A Chinese research team has reported an experiment in which it says an anti-satellite AI learned to successfully trick its target in a simulated space battle.
In a paper published on April 25 in the domestic peer-reviewed journal Aerospace Shanghai, Dang Zhaohui, professor of astronautics from Northwestern Polytechnical University, and his colleagues conducted an experiment in which an AI commanded three small hunter satellites to capture a high-value target, repeating the exercise thousands of times.
The researchers also set penalty parameters for the hunter satellites, such as consuming more fuel and colliding with a teammate. In contrast, the target satellite gained points for each penalty incurred by hunter satellites.
Both sides performed poorly in the first 10,000 rounds. However, according to Dang, the hunter satellites learned faster – as they were working as a team – and after 20,000 rounds they secured an advantageous position. But the target satellite gradually learned its pursuers’ simple tactics and became better at avoiding capture, firing boosters to evade the hunter satellites.
However, after 220,000 rounds the hunting AI reversed the situation and employed more complex tactics such as collaboration, forward planning and deception, which substantially increased the chance of capture. The target satellite was trapped when the AI ordered the hunter satellites to veer off their original trajectory, after which one of them suddenly changed course and deployed a capturing device from 10 meters away.

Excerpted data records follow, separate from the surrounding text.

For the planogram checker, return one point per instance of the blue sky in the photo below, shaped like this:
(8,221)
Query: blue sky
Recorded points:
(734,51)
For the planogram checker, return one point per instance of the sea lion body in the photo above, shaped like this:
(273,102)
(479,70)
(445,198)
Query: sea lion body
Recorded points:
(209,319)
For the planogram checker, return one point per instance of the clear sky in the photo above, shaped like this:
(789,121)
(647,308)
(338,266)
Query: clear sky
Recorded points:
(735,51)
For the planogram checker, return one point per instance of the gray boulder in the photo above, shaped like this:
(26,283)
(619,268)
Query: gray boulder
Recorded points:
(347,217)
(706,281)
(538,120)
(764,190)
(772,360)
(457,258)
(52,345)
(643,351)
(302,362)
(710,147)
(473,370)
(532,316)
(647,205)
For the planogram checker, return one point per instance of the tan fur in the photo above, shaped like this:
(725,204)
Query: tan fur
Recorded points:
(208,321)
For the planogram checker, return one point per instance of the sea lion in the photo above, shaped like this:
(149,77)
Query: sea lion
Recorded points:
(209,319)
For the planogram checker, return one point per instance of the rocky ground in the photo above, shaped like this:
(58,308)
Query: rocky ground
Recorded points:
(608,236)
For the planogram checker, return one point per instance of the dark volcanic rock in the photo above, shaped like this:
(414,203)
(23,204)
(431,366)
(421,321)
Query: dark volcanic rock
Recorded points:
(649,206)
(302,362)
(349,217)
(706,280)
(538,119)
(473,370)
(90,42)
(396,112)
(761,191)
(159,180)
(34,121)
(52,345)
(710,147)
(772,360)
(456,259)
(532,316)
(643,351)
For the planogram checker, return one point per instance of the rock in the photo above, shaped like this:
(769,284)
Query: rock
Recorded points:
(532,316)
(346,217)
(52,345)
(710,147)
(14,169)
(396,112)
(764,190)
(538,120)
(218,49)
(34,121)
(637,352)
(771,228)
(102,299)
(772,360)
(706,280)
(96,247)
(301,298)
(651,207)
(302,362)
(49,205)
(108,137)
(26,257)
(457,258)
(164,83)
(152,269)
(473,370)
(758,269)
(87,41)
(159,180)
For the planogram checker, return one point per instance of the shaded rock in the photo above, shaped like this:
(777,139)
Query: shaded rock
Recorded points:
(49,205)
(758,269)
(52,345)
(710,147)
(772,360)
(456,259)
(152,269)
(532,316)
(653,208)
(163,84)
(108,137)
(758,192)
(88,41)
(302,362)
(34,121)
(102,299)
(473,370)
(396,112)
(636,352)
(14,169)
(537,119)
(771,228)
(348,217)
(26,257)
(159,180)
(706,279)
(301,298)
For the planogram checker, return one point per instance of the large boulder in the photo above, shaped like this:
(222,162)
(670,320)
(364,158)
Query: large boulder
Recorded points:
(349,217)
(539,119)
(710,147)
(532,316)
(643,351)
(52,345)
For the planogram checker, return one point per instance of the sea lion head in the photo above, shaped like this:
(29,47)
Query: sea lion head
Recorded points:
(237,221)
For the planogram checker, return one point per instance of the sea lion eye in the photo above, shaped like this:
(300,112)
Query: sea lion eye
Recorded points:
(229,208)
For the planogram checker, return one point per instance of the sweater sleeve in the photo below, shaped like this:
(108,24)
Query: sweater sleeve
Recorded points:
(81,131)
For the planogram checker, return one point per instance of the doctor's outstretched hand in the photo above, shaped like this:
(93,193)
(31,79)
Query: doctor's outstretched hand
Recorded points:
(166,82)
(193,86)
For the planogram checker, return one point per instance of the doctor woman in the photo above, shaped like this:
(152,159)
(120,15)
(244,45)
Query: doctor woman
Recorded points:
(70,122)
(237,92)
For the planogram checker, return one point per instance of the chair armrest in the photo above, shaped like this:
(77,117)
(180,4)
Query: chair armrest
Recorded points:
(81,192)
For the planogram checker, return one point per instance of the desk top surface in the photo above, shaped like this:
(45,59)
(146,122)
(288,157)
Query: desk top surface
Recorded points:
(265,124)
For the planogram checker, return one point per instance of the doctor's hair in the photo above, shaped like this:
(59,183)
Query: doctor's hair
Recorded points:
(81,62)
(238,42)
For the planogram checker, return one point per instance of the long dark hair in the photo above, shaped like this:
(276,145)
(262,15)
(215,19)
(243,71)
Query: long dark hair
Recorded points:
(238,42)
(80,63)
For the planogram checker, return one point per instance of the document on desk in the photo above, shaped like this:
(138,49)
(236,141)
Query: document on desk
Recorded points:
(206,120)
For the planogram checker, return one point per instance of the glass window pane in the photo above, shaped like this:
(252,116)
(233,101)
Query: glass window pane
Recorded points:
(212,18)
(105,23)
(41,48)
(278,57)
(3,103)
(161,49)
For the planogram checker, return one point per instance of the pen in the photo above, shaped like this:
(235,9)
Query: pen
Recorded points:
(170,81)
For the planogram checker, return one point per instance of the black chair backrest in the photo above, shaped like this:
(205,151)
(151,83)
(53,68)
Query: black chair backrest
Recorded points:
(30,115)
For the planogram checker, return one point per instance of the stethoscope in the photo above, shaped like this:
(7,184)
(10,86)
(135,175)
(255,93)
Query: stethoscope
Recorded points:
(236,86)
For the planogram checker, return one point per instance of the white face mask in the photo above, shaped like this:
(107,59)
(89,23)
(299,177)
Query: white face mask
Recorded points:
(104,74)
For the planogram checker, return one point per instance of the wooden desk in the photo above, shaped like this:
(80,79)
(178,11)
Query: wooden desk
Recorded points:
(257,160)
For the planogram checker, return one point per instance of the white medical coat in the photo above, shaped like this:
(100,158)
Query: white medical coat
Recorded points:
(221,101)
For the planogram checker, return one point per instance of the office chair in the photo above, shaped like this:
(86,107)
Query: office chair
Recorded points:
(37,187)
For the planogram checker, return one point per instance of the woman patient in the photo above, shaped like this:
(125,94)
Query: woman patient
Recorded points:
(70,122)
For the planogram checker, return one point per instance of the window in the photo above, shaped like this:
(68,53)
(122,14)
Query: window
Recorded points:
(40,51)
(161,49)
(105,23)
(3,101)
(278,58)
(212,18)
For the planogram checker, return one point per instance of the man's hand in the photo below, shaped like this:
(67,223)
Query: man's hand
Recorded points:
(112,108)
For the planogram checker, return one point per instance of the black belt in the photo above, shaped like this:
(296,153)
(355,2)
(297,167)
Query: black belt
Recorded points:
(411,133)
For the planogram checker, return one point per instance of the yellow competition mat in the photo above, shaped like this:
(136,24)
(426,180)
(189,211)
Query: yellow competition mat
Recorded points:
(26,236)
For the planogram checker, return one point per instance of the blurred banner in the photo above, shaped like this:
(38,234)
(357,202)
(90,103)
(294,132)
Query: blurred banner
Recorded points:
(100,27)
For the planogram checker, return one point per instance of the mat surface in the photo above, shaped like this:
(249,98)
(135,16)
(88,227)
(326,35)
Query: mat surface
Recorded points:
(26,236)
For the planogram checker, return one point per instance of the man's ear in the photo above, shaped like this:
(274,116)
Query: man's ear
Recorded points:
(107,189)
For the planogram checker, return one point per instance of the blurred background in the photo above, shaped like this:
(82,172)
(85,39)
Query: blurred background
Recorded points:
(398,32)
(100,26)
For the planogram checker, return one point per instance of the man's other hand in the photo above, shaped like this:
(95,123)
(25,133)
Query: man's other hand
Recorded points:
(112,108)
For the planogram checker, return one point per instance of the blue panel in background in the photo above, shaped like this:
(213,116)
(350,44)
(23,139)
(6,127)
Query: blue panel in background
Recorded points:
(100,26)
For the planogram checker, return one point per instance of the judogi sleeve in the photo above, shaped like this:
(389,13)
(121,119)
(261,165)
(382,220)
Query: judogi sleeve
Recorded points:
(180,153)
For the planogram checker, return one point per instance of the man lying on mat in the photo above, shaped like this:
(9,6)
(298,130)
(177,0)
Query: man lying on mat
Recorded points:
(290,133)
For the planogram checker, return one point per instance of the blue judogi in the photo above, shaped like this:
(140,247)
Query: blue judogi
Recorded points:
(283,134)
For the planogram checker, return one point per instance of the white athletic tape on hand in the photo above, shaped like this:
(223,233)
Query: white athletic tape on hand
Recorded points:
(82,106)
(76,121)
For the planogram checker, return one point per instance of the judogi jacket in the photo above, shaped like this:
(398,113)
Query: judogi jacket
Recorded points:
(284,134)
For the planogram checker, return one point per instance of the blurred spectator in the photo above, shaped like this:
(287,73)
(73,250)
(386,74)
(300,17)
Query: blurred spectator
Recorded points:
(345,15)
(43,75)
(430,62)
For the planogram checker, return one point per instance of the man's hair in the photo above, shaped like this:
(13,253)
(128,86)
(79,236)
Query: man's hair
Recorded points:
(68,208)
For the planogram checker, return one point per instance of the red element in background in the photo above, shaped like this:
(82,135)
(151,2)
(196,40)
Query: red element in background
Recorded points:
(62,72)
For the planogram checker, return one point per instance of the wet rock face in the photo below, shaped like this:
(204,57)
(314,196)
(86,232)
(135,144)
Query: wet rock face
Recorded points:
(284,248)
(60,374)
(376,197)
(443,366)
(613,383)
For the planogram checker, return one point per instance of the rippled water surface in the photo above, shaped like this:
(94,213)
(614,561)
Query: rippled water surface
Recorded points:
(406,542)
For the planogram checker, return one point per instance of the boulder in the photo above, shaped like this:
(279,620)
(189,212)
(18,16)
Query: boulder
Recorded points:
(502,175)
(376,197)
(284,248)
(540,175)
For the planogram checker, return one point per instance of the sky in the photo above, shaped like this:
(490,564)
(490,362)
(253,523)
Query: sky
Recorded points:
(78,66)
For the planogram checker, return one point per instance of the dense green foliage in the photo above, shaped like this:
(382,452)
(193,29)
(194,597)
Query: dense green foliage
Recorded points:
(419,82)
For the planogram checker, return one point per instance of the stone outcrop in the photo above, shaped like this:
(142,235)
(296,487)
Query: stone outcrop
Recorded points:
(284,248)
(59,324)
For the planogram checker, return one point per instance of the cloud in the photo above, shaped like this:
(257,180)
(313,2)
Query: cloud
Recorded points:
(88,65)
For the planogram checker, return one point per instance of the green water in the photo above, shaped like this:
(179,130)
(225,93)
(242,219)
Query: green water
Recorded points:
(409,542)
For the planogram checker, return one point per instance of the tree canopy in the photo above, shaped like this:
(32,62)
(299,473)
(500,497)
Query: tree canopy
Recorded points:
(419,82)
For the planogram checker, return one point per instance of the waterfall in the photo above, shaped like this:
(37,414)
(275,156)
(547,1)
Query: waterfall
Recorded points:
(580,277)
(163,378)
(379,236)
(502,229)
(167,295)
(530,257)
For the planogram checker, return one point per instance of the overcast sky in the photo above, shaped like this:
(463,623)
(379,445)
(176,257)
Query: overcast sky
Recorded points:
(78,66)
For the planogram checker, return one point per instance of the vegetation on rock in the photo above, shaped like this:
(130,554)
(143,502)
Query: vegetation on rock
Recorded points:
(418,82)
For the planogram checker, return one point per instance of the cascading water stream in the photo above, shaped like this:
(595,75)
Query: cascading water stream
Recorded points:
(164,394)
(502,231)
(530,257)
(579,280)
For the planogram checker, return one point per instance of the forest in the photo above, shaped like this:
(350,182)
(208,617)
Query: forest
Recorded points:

Dang also noted that past studies treated the pursuit problem as a mathematical optimization problem, under the assumption that a large target in orbit is slow, stupid and blind. He also mentioned that humans would have no role in this space war, as AI will control both the hunters and targets.
However, some experts cautioned of the impact AI has on space. According to Cai Cuihong, an associate professor of international relations at Fudan University, “the application of artificial intelligence in space will have a disruptive impact on global strategic stability.”